D’un côté les gaspillages, rejets et dépenses excessifs, de l’autre la pénurie, la raréfaction des ressources les plus « communes » (l’eau, la terre, les minéraux, la nourriture, la possibilité d’ « habiter » le monde), tout cela tend à des rééquilibrages massifs et catastrophiques.

Certains à ce point jettent leur joker : l’intelligence humaine, un investissement massif dans l’augmentation du niveau collectif de connaissances et dans la recherche de nouvelles sources d’énergie comme de nouvelles « économies de l’énergie », sont capables de riposter à cette déperdition d’énergie et de soutenir une croissance durable et partagée. L’idée est belle et généreuse, surtout lorsqu’elle s’accompagne d’une réforme radicale non seulement des modes d’extraction, de stockage, et de transfert de l’énergie, mais des modes de production, d’organisation et de diffusion des savoirs. Et il serait ridicule qu’après avoir idolâtré la Science et l’avoir portée malgré elle au rang de religion collective, on en vienne à idolâtrer l’Ignorance et négliger la culture scientifique.

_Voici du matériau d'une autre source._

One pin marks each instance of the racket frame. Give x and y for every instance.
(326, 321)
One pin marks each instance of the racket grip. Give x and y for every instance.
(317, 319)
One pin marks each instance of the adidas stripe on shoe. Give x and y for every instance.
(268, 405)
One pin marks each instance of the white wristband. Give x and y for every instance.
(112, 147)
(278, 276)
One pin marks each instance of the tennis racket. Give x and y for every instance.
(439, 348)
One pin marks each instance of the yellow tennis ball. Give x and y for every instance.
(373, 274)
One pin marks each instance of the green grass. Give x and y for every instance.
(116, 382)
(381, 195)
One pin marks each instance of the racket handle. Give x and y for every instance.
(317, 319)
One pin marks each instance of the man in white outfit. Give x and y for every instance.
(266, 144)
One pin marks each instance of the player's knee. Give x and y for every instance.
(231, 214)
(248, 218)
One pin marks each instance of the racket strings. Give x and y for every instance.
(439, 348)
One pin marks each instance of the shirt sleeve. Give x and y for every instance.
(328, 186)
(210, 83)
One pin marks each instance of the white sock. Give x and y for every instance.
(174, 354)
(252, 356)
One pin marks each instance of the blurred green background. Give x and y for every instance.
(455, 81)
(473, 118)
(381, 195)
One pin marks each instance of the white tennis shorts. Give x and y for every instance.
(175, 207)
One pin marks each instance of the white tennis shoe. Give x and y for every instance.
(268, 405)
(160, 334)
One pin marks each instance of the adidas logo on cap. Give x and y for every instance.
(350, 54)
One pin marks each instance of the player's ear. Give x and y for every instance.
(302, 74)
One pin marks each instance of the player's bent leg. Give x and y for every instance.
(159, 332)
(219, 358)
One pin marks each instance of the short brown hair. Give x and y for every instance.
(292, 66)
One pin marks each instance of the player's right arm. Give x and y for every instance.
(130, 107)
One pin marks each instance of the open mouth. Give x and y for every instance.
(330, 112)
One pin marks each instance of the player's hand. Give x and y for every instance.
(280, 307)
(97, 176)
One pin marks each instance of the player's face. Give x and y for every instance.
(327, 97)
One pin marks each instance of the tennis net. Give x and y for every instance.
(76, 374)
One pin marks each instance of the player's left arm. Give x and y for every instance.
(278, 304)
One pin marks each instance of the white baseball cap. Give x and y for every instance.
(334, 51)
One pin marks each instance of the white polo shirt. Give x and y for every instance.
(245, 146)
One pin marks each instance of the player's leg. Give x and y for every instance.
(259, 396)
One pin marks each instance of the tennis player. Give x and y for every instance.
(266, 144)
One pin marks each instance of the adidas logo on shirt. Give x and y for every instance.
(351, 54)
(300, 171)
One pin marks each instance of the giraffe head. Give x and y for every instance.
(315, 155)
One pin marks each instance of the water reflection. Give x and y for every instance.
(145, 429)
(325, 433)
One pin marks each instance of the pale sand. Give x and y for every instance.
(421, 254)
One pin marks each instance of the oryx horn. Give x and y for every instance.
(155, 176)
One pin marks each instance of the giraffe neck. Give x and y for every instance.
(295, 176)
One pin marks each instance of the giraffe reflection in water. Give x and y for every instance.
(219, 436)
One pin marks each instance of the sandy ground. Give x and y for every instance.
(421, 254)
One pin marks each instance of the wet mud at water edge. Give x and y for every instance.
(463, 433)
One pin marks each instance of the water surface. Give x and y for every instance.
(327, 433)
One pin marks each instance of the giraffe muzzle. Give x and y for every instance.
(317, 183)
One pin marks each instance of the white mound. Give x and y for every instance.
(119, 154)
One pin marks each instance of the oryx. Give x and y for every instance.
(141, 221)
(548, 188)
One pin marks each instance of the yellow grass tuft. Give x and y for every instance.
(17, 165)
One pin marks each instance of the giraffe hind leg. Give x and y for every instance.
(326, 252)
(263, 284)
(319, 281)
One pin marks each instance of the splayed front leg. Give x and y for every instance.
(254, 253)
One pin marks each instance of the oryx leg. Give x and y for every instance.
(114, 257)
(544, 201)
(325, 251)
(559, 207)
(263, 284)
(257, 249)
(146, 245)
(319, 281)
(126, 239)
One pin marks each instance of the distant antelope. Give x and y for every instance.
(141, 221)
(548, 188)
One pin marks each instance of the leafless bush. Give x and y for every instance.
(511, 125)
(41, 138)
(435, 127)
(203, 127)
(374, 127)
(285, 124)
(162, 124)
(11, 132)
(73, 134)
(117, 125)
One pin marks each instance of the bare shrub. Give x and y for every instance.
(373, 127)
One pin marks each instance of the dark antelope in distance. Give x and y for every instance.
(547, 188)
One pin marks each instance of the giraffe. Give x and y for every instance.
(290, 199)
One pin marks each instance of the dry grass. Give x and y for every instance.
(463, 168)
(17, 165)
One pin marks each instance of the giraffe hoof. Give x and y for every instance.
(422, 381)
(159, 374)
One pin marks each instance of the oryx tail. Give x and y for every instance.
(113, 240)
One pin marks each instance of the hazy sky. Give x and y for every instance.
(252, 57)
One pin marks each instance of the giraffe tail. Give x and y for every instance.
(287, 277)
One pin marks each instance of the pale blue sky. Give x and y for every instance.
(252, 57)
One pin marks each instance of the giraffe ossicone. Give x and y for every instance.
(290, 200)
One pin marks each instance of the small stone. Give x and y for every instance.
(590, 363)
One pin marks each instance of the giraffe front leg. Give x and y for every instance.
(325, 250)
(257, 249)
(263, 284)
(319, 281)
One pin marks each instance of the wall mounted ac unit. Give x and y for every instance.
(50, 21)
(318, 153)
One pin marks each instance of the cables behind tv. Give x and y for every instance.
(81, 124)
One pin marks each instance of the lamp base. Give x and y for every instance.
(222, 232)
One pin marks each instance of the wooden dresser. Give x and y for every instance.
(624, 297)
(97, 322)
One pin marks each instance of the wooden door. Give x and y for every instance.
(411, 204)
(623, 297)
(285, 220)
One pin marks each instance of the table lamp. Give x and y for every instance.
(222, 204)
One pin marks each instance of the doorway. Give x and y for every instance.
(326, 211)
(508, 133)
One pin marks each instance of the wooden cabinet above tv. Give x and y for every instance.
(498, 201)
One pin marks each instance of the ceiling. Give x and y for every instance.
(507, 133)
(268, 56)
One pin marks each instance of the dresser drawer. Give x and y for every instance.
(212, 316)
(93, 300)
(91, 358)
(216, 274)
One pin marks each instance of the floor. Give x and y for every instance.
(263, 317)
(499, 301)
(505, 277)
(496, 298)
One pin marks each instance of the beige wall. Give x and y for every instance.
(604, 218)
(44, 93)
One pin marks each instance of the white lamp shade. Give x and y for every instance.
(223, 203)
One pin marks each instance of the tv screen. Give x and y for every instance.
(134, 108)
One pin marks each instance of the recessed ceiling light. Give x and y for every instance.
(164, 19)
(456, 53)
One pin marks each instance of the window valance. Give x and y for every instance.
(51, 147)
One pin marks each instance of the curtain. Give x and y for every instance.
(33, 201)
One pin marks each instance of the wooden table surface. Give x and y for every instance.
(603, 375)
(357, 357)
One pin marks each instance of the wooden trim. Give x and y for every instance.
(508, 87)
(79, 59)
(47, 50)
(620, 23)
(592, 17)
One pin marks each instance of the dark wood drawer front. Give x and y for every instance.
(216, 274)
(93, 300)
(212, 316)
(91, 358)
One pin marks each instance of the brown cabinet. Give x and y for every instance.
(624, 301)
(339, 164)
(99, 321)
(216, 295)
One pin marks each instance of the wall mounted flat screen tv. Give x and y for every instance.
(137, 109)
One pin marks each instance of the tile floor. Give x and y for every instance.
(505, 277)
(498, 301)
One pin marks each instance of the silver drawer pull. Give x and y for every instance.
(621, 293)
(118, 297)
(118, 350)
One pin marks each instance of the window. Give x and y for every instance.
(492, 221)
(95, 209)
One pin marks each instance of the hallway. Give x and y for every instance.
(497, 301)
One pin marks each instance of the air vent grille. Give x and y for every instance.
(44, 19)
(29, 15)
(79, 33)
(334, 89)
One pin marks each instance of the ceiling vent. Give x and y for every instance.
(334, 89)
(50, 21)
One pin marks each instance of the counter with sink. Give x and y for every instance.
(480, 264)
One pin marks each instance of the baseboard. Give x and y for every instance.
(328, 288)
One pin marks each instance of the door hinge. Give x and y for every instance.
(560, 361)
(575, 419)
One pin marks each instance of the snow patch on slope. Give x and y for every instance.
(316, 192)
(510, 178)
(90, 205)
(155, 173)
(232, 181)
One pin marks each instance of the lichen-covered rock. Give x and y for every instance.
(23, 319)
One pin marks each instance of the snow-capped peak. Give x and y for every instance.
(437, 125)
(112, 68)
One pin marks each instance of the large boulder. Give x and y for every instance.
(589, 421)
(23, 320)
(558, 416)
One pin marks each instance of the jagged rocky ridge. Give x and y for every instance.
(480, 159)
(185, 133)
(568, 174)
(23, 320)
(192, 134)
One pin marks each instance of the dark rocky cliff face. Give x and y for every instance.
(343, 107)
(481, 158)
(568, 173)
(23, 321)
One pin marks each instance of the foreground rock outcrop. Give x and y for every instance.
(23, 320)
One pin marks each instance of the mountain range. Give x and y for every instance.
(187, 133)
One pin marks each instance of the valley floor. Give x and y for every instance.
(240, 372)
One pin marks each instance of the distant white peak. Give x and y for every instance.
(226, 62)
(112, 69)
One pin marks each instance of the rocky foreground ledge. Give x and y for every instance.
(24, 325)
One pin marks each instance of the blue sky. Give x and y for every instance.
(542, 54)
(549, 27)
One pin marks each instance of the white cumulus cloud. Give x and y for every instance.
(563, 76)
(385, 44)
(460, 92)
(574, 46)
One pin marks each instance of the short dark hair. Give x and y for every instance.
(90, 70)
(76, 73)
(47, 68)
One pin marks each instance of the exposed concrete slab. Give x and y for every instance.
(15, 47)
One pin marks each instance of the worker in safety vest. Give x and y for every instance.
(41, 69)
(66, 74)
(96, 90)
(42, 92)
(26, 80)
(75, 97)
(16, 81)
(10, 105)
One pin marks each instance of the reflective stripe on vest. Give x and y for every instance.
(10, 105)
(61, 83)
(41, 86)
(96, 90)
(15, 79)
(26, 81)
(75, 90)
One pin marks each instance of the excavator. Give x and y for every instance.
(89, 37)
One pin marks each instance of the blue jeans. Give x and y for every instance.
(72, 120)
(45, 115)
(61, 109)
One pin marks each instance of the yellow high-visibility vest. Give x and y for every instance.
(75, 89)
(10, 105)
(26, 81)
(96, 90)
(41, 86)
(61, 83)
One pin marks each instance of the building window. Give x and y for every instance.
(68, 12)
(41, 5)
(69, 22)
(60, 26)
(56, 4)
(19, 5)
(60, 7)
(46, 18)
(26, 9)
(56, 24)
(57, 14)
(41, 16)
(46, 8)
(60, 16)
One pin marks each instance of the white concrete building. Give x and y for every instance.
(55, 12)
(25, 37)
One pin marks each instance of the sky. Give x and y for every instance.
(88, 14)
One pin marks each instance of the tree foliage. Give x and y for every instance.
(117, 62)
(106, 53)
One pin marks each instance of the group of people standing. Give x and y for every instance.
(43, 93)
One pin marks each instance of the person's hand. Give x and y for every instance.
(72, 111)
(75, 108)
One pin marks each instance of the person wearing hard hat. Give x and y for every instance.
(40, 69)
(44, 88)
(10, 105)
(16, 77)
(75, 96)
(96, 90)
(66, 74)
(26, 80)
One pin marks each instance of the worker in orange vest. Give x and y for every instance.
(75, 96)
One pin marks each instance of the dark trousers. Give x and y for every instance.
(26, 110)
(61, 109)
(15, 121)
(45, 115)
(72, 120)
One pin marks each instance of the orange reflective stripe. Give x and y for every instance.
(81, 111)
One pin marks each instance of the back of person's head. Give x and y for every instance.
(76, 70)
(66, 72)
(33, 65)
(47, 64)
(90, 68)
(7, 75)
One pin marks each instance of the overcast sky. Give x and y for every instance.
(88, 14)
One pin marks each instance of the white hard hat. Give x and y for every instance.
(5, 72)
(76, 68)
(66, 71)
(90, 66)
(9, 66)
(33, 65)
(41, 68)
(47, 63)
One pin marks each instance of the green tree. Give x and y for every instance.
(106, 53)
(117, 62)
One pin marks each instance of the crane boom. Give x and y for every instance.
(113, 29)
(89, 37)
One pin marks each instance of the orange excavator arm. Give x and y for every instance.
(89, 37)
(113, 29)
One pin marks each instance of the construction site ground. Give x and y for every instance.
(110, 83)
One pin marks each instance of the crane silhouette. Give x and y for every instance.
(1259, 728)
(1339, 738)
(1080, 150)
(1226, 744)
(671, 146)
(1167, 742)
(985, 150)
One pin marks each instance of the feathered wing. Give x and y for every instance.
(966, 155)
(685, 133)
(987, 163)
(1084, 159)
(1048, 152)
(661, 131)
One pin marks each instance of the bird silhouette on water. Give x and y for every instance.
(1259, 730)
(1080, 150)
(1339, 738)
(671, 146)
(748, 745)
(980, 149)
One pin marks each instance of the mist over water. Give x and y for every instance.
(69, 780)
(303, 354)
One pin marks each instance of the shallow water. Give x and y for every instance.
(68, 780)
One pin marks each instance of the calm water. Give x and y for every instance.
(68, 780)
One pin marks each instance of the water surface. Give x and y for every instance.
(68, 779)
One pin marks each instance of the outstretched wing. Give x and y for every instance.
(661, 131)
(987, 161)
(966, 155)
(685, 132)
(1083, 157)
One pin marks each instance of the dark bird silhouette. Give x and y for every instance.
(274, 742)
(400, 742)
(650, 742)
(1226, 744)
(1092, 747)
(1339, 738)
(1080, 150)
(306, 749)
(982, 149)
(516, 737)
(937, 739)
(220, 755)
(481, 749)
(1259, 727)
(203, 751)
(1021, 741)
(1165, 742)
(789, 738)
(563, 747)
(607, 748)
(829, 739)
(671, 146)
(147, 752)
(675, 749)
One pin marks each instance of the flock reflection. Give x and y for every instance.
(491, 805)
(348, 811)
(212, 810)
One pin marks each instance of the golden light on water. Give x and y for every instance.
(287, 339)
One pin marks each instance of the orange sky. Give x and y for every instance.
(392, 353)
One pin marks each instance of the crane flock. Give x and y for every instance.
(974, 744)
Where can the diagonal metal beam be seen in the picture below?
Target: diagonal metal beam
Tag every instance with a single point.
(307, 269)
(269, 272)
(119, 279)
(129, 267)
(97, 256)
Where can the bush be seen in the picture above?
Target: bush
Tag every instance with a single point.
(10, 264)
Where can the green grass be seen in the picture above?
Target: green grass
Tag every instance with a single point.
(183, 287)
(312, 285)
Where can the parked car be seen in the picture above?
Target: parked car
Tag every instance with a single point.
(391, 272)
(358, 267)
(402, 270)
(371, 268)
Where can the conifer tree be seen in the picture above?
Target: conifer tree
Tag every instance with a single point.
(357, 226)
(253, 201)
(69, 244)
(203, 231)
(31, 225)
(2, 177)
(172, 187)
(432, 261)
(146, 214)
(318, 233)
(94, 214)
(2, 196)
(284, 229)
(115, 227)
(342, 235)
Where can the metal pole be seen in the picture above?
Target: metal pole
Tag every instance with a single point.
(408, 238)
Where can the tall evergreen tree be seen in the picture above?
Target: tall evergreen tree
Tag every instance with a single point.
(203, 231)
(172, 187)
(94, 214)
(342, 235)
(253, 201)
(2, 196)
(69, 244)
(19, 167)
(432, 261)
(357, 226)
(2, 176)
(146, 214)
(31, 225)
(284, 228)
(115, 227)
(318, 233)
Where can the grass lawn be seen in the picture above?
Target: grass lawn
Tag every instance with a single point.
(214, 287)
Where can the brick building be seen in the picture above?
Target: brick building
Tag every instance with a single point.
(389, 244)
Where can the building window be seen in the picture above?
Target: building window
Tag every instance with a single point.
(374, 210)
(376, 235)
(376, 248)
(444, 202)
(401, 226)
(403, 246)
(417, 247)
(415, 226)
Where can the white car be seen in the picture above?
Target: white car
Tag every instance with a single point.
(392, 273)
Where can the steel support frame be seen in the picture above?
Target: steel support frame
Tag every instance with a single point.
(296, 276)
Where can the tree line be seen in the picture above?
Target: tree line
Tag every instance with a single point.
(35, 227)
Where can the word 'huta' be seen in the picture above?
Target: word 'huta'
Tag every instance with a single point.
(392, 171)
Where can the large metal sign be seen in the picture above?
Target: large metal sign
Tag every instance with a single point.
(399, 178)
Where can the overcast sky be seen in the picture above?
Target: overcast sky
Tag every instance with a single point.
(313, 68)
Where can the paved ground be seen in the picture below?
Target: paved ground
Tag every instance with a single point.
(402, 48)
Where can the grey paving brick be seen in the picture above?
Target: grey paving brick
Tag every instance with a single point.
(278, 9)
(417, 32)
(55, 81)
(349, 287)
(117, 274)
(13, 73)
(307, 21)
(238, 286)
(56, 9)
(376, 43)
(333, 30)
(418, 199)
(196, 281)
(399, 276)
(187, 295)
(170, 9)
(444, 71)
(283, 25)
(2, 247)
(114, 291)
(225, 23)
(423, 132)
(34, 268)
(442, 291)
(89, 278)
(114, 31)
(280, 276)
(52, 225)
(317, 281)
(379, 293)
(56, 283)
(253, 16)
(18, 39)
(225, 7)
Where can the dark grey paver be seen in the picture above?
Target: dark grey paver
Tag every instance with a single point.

Il y a néanmoins une limite à cet argument. C’est que les sociétés qui pratiquent cet investissement dans la recherche ont tendance à y chercher leur salut « tout seuls ». Si les USA ou la France veulent garder pour eux la maîtrise de leur approvisionnement énergétique, c’est bien avec l’idée que dans quelques décennies la fusion nucléaire, les nanotechnologies ou un bouquet de solutions et d’économies, permettront de sortir victorieusement de l’après-pétrole. Le pari de cette « fuite en avant », c’est que les solutions technologiques sont plus plausibles, plus rapidement généralisables que n’importe quel changement de mode de vie. Ce pari doit être pris au sérieux, car l’argument est solide. Mais avant de rencontrer des obstacles internes, ce pari sur l’investissement dans l’intelligence rencontrera bientôt un obstacle externe : c’est qu’on ne peut pas se sauver tout seul, en laissant une planète foutue. On ne récolte alors que la guerre et le terrorisme, qui sont exactement comme les progrès de l’intelligence scientifique et technique, mais bien plus immédiatement encore : généralisables et imposables à l’adversaire. Peut-être pourtant certains pays ont-ils fait ce choix délibéré : mieux vaut quelques millions, dizaines ou centaines de millions de morts dans le monde, si nous pouvons nous approprier ainsi les ressources qui nous sont indispensables pour nous sauver.

Ce n’est qu’un éboulement

Il y a aussi et surtout, à cette hypothèse d’un salut par la recherche technique, un obstacle interne. D’abord, si l’on imagine pouvoir, pour une société donnée, faire la soudure, vers la fin du siècle, entre les dernières réserves de pétrole et les futures ressources énergétiques inépuisables ou renouvelables, il y faut une gouvernance à long terme d’une très grande intelligence et d’une très grande capacité à prendre des décisions durables, mobilisant des sociétés entières qui doivent elles-mêmes se montrer de part en part intelligentes et courageuses ; il n’est pas aisé de changer de moteur en plein vol, cela suppose une coordination d’une efficacité sans faille.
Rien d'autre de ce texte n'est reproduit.